Nella bioetica, in relazione alle situazioni di fine vita e di malattia grave, si sono configurate due diverse definizioni della persona e della sua dignità: una di tipo funzionalista, che identifica la persona a partire dai suoi caratteri (autocoscienza, razionalità, senso morale, capacità di provare piacere o dolore), i quali, venendo meno nelle situazioni di c. e di stato vegetativo persistente, fanno perdere all’individuo la qualifica di persona. Tale approccio, di matrice tipicamente utilitarista (P. Singer) e neo-contrattualista (H.T. Engelhardt), postula in questi casi una scissione tra vita biologica, ancora presente, e vita personale, ormai assente, legittimando la soppressione di coloro che non sono più persone. Alla medesima conclusione si perviene sulla scorta di considerazioni di natura economico-utilitaristica, improntate al mero calcolo costi-benefici e relative all’assistenza di questi pazienti, che difficilmente tornano a una vita qualitativamente normale, accettabile e produttiva.
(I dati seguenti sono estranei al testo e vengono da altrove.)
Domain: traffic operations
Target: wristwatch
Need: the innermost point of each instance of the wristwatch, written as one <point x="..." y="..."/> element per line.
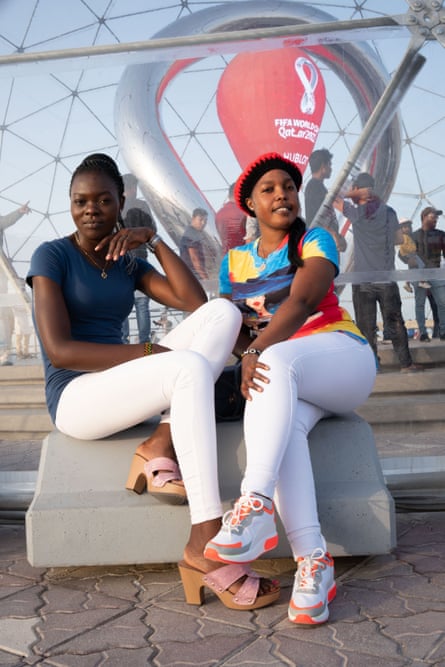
<point x="153" y="242"/>
<point x="250" y="350"/>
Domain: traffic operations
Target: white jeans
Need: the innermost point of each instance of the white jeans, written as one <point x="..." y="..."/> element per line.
<point x="96" y="405"/>
<point x="310" y="378"/>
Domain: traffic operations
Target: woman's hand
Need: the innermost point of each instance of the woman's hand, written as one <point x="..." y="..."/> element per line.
<point x="251" y="375"/>
<point x="124" y="240"/>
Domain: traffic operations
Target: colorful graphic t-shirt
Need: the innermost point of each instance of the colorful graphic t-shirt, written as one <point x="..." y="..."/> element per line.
<point x="258" y="285"/>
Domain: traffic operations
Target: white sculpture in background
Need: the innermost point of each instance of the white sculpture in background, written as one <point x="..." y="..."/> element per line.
<point x="13" y="311"/>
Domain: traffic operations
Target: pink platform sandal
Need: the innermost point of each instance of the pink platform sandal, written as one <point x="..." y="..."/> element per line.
<point x="161" y="476"/>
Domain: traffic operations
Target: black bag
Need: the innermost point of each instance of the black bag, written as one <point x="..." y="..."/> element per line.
<point x="229" y="402"/>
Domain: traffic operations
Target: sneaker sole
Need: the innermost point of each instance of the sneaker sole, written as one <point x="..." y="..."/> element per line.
<point x="307" y="617"/>
<point x="211" y="552"/>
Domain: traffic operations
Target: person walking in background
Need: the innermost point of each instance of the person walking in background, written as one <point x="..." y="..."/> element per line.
<point x="376" y="231"/>
<point x="136" y="213"/>
<point x="191" y="248"/>
<point x="430" y="246"/>
<point x="315" y="192"/>
<point x="303" y="358"/>
<point x="230" y="223"/>
<point x="7" y="315"/>
<point x="408" y="253"/>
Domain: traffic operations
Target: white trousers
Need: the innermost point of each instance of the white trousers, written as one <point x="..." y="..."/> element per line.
<point x="96" y="405"/>
<point x="310" y="378"/>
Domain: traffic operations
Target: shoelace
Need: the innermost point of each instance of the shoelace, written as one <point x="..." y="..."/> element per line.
<point x="308" y="573"/>
<point x="243" y="506"/>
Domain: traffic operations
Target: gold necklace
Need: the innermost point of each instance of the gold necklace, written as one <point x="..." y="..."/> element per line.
<point x="102" y="269"/>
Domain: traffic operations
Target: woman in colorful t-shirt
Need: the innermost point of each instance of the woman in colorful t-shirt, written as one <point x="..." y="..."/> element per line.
<point x="303" y="359"/>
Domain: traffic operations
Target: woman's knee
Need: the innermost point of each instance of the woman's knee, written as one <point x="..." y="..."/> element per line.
<point x="225" y="308"/>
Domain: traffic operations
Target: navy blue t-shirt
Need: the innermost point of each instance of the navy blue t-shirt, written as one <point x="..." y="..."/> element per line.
<point x="97" y="307"/>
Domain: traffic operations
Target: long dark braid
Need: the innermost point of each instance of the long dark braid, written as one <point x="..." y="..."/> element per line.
<point x="100" y="162"/>
<point x="296" y="231"/>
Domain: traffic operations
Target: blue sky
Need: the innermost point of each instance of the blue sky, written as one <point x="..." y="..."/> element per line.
<point x="48" y="122"/>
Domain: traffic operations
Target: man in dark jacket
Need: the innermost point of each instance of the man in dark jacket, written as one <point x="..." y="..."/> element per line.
<point x="376" y="231"/>
<point x="137" y="214"/>
<point x="430" y="244"/>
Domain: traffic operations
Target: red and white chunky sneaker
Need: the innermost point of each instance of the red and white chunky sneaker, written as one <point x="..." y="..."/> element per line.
<point x="247" y="531"/>
<point x="314" y="588"/>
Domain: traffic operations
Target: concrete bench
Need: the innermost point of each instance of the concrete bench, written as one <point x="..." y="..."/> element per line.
<point x="82" y="514"/>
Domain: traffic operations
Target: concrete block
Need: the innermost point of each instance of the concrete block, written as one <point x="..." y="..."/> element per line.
<point x="82" y="514"/>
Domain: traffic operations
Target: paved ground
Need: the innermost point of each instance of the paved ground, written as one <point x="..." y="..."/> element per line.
<point x="389" y="610"/>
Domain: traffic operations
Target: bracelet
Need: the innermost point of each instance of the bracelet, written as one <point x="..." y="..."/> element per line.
<point x="250" y="350"/>
<point x="153" y="242"/>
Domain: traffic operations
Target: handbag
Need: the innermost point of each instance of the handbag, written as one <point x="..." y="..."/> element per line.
<point x="229" y="402"/>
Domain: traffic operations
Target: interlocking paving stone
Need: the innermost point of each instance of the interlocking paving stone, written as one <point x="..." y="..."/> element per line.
<point x="389" y="610"/>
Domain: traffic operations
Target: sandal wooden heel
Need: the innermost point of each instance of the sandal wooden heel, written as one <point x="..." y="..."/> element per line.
<point x="192" y="584"/>
<point x="219" y="581"/>
<point x="137" y="481"/>
<point x="161" y="477"/>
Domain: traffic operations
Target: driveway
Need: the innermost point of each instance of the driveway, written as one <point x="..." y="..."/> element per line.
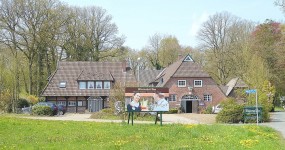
<point x="277" y="122"/>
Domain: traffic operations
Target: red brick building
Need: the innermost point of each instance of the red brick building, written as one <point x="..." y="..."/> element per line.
<point x="82" y="86"/>
<point x="190" y="88"/>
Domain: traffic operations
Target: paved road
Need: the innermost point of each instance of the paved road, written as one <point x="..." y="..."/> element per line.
<point x="277" y="122"/>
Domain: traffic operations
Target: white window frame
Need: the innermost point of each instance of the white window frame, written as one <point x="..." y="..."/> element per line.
<point x="81" y="82"/>
<point x="198" y="85"/>
<point x="90" y="85"/>
<point x="107" y="83"/>
<point x="61" y="103"/>
<point x="99" y="83"/>
<point x="62" y="84"/>
<point x="79" y="103"/>
<point x="71" y="103"/>
<point x="208" y="97"/>
<point x="184" y="85"/>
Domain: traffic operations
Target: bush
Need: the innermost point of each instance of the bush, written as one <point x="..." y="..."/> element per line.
<point x="231" y="112"/>
<point x="208" y="110"/>
<point x="22" y="103"/>
<point x="42" y="110"/>
<point x="172" y="111"/>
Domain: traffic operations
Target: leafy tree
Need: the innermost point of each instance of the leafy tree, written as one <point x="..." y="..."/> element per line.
<point x="91" y="35"/>
<point x="169" y="50"/>
<point x="221" y="37"/>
La seconda definizione, di tipo sostanzialista, considera l’individuo un’unità inscindibile di corpo e spirito. L’approccio ontologico-metafisico rende conto della realtà integrale dell’uomo e non consente di separare il concetto di individuo da quello di persona, perché l’individuo è di per sé e sempre persona, a prescindere dalle sue condizioni fisiche o dai suoi caratteri. L’inviolabilità e la dignità della vita umana impongono perciò rispetto e tutela della persona dal concepimento alla morte naturale.